Nur das GPS? "Nee, nee", wehrt "Navi" Sander ab. Landpeilungen sind mindestens ebenso wichtig. Auch die beiden Radargeräte, auf denen ebenfalls gepeilt wird. Kiel Leuchtturm hat einen Racon, der kleine Punkte auf dem Schirm erzeugt. Auf hoher See wird der Sextant ausgepackt. Erstaunlich, wie genau die Messungen sind. "Mal exakt, mal fünf Seemeilen daneben", sagt Sander. Und wieder überträgt er eine Peilung in die Karte. Diesmal vom Radar. Wieder Kiel Leuchtturm. Endlich. Heimatgefilde. Sander strahlt.

Draußen sind 70 Journalisten über die wehrlose Crew hergefallen. Auch Hering muß viele Interviewünsche über sich ergehen lassen. Er scheint Spaß dran zu haben. Aus der ganzen Republik wurden die Presseleute, aus Bonn sogar per Bundeswehrflieger, eingeladen. "Ich versteh' nur Bahnhof", jammert eine Kollegin schon beim ersten Manöver (dem noch viele andere an diesem Tag folgen sollten). Den anderen Nicht-Seeleuten geht's ähnlich. Buchstabe für Buchstabe lassen sie sich in den Stenoblock diktieren: T o p p s g a s t, G r o ß o b e r m a r s. "Was macht der da jetzt oben?" "Wie war das Kommando?" Die blauen Jungs kennen das schon. Doch heute ist's extrem. Aber sie bleiben trotz der immer gleichen Fragen freundlich. Sie wissen: Auch das gehört dazu. Werbung ist alles. Und am Mittwoch geht's doch nach Hause.

Fotografen fluchen, weil im Hintergrund immer mindestens ein Kollege äußerst unseemännisch gekleidet herumturnt. "Sie müssen auf sich selbst aufpassen, sonst werden sie bei den Manövern umgerannt", hatte uns Fregattenkapitän Wolfgang Jungmann eindringlich gewarnt. Und von teuren Kameras erzählt, die "im Mittelmeer auf Grund gegangen sind".

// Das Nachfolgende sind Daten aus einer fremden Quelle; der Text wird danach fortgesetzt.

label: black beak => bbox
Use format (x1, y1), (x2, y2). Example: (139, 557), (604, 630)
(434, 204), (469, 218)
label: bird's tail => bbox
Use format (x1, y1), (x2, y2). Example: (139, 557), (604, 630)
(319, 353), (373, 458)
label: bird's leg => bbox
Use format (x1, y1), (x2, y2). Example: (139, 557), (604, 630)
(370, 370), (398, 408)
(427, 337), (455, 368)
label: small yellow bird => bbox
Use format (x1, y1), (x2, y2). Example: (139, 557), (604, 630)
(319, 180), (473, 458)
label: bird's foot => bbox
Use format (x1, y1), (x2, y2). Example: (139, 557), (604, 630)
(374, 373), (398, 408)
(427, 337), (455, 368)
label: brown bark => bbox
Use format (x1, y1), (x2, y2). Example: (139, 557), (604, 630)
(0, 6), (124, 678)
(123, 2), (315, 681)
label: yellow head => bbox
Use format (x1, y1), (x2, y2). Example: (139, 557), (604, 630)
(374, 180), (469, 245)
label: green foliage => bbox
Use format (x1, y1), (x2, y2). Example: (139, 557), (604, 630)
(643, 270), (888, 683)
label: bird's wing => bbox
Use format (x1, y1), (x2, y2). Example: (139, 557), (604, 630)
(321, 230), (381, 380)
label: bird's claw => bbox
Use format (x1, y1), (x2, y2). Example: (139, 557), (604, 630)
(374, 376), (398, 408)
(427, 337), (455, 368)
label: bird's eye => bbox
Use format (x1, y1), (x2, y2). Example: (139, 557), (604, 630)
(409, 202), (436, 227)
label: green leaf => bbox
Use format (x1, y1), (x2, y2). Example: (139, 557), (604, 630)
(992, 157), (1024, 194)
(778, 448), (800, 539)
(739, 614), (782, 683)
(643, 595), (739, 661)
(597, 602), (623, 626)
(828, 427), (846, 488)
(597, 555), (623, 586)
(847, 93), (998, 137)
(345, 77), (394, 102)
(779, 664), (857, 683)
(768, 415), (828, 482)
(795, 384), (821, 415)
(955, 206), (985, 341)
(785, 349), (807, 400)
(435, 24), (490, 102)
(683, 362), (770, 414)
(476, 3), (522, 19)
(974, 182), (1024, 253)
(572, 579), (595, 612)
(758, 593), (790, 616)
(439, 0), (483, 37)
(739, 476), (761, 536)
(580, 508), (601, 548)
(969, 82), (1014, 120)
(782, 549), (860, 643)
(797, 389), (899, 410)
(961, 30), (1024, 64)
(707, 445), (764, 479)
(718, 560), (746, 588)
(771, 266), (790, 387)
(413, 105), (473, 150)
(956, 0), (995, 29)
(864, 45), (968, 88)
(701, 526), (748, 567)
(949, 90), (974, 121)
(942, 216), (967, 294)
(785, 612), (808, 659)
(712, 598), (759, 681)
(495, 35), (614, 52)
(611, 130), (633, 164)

Glücklich und froh sind alle Sailors, dass sie heil wieder daheim sind. Wenn auch bei vielen Wehmut mitschwingt. "Es ist schade, daß die Crew nun auseinanderfällt", sagt der sympathische Käptn, der immer "meine Jungs" sagt, wenn er von der Crew spricht. Er sei ein vorsichtiger und umsichtiger Kapitän, sagen "seine Jungs" über ihn. Mit dem in einen Sturm geraten? Da hätte niemand Angst. Hering ließ frühzeitig Tuch wegnehmen, wenn's anfing zu kacheln. Und zum Ende der Fahrt, da ist man sich sicher, wollte er wohl nichts mehr riskieren und wurde angeblich noch vorsichtiger.

Kapitän Hering und "seine" Jungs.
Kapitän Hering und "seine" Jungs.


Nicht alle gehen frohgelaunt von Bord. Viel ist manchmal in der Familie in diesem Jahr geschehen. Decksmeister Mario Maehs erzählt von seinen ersten Gängen, die er an Land vorhat. Dazu zählt der Besuch des Grabes seiner Mutter. Die Nachricht vom Tode seiner Mutter erreichte ihn zwei Tage nach seinem Geburtstag, als die GoFo gerade in Palermo lag. Sein Großvater starb, da war er gerade zwei Tage auf See. Er wurde auf See bestattet.

Nach dem tollsten Erlebnis befragt, kommt spontan die Antwort: "Der Karneval in Recife." Der muss so aufregend gewesen sein, daß gleich sechs Seeleute ihre Herzen verloren. Nach dem Törn geht es sofort per Flieger wieder zurück, um die Fundstücke wieder einzusammeln. Doch der Karneval ist längst vorbei.